Translucent objects – those that diffuse or distort the light hitting them – make ideal photographic subjects, when viewed up close. Stained glass, tissue paper and leaves are good examples. If you’ve ever visited Sainte-Chapelle, the Gothic chapel in Paris, you will observe the breathtaking effect light diffused by coloured glass has on a building. But you can find subjects that benefit from being backlit anywhere, such as a leaf with attractive venation or the texture changes when you hold a petal to the light. You can shoot objects in their natural environment, but for full control, take them home and set up a mini studio in front of a window.

  1. Try taping a leaf to a window and keep the leaf as flat as possible against the glass.
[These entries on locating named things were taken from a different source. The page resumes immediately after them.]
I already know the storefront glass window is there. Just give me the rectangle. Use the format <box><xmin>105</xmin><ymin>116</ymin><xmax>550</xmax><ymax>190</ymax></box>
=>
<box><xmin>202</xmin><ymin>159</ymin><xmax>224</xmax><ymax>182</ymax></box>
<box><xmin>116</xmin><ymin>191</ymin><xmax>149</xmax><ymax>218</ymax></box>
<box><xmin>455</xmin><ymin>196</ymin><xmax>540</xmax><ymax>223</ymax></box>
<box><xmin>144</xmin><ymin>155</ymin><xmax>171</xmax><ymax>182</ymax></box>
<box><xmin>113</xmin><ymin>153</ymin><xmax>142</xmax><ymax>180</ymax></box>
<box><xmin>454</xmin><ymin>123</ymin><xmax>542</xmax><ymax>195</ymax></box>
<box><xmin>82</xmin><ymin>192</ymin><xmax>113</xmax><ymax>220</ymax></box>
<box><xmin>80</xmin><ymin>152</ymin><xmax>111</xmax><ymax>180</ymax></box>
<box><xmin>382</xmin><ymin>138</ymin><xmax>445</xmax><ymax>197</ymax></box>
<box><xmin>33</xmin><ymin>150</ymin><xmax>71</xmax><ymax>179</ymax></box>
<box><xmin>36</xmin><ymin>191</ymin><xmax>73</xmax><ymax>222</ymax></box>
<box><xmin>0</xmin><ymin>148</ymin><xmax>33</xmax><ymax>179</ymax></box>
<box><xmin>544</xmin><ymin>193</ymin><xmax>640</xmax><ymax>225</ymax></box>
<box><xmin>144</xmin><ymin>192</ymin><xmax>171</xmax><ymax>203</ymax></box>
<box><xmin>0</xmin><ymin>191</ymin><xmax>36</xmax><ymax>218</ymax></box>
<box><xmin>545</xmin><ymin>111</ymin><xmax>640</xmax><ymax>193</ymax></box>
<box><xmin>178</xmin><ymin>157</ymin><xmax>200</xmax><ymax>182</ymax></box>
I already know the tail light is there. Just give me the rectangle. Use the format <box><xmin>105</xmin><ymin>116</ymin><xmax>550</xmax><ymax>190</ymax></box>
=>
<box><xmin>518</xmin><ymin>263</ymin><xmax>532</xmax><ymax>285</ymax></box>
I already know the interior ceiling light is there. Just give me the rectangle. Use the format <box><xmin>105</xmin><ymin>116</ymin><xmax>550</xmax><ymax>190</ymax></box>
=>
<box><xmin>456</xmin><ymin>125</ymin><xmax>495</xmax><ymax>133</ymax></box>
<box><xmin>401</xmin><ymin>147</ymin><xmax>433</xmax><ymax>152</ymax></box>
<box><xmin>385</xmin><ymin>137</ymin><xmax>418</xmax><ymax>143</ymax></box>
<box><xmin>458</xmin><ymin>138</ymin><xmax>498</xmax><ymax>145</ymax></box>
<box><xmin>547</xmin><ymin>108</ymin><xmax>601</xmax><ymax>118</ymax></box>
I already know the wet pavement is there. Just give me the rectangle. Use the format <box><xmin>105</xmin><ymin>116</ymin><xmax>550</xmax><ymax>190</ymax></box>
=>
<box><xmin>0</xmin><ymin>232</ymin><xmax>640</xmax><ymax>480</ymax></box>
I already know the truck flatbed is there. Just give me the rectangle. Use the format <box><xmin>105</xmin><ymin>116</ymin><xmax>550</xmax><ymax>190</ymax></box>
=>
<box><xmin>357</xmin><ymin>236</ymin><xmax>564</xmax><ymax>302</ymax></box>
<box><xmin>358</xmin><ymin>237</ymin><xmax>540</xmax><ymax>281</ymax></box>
You could also try placing leaves on a lightbox and shooting down on them. It can help to press them in a book first.
  2. If you have a DSLR rather than a mirrorless camera, use the mirror lock-up feature. It instructs the camera to flip the mirror out of the way before activating the shutter, allowing vibrations to die down.
  3. Macro subjects require precise adjustments to focusing, so it’s worth investing in a focusing rail to move the camera by just a few millimetres. An example is Manfrotto’s 454 Micro- positioning Sliding Plate.
  4. Ensure you clean the glass before taping your leaf to the window, because any dirt might appear as unsightly shadows in your shot. Give your leaf a quick sweep with a paintbrush to remove any debris.